Phorm do offer an opt out of the features available (i.e. the directed adds/the anti phishing warnings) but you have to visit their site and install a cookie to tell Phorm that you don't want those features. Of course that cookie has to be installed on the browser you are using to access the web. If you are using different browsers/accounts/computers/wifi devices/etc that's a lot of cookies that you have to maintain. On top of that Phorm is accessing your browser everytime to log onto the internet to check for that cookie.

For many people the targeted ads and antiphishing "protection" is only going to be a nuisance. The much greater concern is that Phorm will have direct access to your web traffic, in both directions, whether you opt out or not. Now, Phorm do promise to delete all your data as soon as they've analysed it and produced the relevant statistics for their purposes. So I guess the questions is whether you trust Phorm to always do the right thing, provided that they will have unfettered access and they will be self policing.
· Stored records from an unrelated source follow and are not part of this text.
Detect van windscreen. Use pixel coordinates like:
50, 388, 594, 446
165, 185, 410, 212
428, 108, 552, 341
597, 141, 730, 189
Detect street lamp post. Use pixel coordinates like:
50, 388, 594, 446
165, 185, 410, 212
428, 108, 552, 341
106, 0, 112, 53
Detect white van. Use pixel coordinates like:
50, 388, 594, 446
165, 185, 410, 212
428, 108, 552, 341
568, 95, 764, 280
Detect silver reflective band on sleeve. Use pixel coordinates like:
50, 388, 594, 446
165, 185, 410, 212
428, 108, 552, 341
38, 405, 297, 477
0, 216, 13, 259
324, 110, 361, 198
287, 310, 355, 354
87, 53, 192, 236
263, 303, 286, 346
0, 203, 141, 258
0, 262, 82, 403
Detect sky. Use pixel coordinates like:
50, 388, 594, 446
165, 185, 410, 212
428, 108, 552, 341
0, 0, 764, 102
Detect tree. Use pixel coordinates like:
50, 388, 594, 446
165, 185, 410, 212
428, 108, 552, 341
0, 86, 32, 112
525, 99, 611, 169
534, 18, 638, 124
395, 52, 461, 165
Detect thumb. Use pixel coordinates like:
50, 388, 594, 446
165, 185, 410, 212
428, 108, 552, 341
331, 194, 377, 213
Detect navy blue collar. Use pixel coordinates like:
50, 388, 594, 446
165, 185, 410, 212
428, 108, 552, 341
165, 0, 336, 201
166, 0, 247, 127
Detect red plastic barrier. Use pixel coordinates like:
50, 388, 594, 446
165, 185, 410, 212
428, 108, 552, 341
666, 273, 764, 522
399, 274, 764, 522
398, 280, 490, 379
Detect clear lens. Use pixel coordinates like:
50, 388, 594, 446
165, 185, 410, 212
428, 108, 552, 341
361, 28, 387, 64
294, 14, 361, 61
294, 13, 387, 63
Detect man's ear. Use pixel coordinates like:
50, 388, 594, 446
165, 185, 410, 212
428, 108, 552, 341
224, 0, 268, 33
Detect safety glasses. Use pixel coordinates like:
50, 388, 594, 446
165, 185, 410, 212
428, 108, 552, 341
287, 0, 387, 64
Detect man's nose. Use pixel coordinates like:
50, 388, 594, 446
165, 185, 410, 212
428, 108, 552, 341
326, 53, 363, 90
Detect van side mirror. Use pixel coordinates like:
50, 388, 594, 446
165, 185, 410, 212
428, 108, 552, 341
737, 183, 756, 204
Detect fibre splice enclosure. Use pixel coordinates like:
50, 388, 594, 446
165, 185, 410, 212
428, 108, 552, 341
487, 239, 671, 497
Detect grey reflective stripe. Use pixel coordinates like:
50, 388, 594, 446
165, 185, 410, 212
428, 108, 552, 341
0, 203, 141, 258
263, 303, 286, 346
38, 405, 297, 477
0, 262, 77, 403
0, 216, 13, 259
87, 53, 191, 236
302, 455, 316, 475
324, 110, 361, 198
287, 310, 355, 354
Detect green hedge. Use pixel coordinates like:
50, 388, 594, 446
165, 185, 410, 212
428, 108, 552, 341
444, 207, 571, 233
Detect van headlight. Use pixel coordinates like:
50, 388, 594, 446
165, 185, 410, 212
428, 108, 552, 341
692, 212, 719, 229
It has been reported that the servers Phorm use for data processing are based in China. On top of trusting Phorm, its employees and contractors there is also the small matter of trusting a government of dubious history of respecting personal liberties and privacy. All your web data could be going to China.

In a world where ID theft is of growing concern, and crime is being internationalised I have ask if this is the right move by ISPs. Either way it seems that in a modern world our privacy is something that is under more and more threat. In the end we have to ask ourselves if we really want to leave in a world where more and more of the "data elite" have access to more and more of our private details.

If you are the sort of person that likes signing petitions there is one here for you:
http://petitions.pm.gov.uk/ispphorm/

So far it's been up for a couple of days and far it's gotten less that a thousands signatures. Sadly privacy is not an emotive issue for most people to be interested. Perhaps I should have mentioned that Phorm will equally track the webtraffic of children, adults, cute ferry creatures and whales.

The Register have been busy bringing the issue to peoples' attention:
http://www.theregister.co.uk/2008/02/29/phorm_roundup/

Sadly most of their audience is of a limited spectrum (techies and the like). So I expect this issue will not reach mass attention until it the system is up running. It's expected that BT will be running trials this month. Will users be told that their data is being compromised? I somehow doubt it.

The mass media has started paying some attention to this story but I fear their willingness to accept Phorm's assurances will do no favours to their readers.
http://www.guardian.co.uk/technology/2008/mar/06/internet.privacy

It's worth pointing out that the Guardian has admitted that they will be one of the beneficiaries if this scheme goes ahead, as they use the ad service Phorm will be tied to.

This issue has been brought to the attention of several MPs and government organizations. It is hoped that data protection legislation may drive a nail through these plans. But one has to worry whether in the end the government will see this as an opportunity to increase the surveillance society for their own purposes.